MacEachern, who also serves as the chairperson of the New Tecumseth Save the Banting Homestead Fundraising Committee, noted that in the United States or Great Britain, such a site would receive the support of many levels of government.

In Canada, however, he has discovered it's not quite so easy.

He has applied for provincial and federal funding, as well as for the one-time county grant. He and his group are not alone; there are about 7,200 national heritage sites falling into disrepair, and British Columbia MP Mark Warawa is urging the federal government to create a Canadian National Heritage Trust.

The Heritage Canada Foundation has said many buildings are at risk because developers opt to knock them down and clear the way for new.

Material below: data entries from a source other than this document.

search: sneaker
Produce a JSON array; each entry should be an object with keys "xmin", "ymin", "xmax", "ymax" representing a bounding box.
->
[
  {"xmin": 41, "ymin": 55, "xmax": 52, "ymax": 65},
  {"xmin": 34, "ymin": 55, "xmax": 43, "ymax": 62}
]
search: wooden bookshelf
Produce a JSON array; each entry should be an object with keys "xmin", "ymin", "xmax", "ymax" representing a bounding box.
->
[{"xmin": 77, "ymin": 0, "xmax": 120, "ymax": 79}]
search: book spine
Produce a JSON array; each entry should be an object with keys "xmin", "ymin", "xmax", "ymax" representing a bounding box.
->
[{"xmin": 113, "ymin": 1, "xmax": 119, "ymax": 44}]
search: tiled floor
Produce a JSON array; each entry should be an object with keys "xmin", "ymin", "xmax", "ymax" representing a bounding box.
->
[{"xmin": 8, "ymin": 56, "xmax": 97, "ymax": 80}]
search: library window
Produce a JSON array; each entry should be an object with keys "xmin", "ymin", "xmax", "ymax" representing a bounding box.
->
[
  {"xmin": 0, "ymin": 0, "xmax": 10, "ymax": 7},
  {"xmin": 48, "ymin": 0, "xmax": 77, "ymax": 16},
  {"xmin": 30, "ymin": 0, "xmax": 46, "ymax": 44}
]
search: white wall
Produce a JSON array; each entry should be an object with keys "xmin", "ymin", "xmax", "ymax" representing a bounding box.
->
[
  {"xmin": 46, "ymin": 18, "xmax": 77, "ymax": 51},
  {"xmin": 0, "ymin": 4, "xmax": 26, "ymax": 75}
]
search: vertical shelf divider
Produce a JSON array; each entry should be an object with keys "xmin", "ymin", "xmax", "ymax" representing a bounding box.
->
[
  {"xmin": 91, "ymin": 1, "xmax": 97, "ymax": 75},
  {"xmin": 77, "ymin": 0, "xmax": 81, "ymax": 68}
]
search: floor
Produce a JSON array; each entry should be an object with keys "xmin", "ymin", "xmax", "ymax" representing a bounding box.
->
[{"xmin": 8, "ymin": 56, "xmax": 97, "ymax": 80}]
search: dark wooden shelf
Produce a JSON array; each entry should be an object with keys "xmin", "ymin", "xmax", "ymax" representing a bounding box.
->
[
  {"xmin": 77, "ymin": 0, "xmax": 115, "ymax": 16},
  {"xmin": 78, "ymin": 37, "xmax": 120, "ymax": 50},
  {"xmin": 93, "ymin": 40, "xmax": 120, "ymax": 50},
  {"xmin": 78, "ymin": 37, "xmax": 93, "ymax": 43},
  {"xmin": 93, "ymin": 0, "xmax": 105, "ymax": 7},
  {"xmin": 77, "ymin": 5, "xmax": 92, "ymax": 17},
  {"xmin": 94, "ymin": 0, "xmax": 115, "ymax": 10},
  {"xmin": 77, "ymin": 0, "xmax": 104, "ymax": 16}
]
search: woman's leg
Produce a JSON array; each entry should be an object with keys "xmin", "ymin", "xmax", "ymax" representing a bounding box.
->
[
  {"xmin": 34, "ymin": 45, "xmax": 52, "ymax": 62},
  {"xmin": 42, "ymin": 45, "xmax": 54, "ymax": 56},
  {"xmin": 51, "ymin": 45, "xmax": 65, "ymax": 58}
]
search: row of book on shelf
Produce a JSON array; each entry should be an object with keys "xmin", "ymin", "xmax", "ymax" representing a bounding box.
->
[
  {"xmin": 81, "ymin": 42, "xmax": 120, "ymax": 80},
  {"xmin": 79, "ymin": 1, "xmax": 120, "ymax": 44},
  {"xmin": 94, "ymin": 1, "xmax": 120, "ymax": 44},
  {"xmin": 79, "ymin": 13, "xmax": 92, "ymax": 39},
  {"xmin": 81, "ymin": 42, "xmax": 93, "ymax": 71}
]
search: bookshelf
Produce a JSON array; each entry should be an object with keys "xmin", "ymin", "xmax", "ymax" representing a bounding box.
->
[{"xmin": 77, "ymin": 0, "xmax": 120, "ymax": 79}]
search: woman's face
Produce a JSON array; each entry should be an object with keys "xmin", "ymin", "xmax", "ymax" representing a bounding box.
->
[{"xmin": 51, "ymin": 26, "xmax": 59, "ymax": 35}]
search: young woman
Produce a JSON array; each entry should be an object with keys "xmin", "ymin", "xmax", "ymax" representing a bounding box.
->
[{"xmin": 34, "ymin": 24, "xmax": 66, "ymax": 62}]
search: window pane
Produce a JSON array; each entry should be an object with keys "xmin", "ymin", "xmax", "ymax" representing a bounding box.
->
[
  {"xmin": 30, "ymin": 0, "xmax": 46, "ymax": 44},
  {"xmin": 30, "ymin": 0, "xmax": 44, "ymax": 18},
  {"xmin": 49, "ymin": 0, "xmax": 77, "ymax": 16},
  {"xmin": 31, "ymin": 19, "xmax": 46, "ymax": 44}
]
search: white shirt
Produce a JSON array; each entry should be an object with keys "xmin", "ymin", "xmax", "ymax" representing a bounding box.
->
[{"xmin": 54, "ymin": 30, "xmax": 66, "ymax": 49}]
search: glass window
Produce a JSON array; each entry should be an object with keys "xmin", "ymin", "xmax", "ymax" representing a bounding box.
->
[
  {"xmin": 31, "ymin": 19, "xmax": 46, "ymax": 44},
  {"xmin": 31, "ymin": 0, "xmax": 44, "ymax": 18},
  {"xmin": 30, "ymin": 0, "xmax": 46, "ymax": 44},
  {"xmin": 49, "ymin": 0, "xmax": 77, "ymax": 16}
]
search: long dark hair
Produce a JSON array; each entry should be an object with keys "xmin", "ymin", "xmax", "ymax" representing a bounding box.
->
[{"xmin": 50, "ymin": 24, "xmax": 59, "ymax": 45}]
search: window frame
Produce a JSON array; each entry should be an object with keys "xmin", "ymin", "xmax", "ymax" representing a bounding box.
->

"This is a case study," said MacEachern, who noted the land was almost sold to a developer. The area, he added, is under intense pressure to urbanize, and the homestead could become a green, rural heritage site that attracts tourists and honours the area's heritage.

The county is preparing to update its grants policy - which has only focused on operational grants, rather than one-time capital injections - in time for its 2009 budget talks.

Collingwood Mayor Chris Carrier said the Banting project should be seen as significant, and receive support - even if it doesn't quite fit the county's grant policy - and the county should assist MacEachern in obtaining other government funding.

"I see that as recognizing our heritage of who we are," he said. "This is a national heritage site and that should be recognized soon. I would be an advocate for (it)."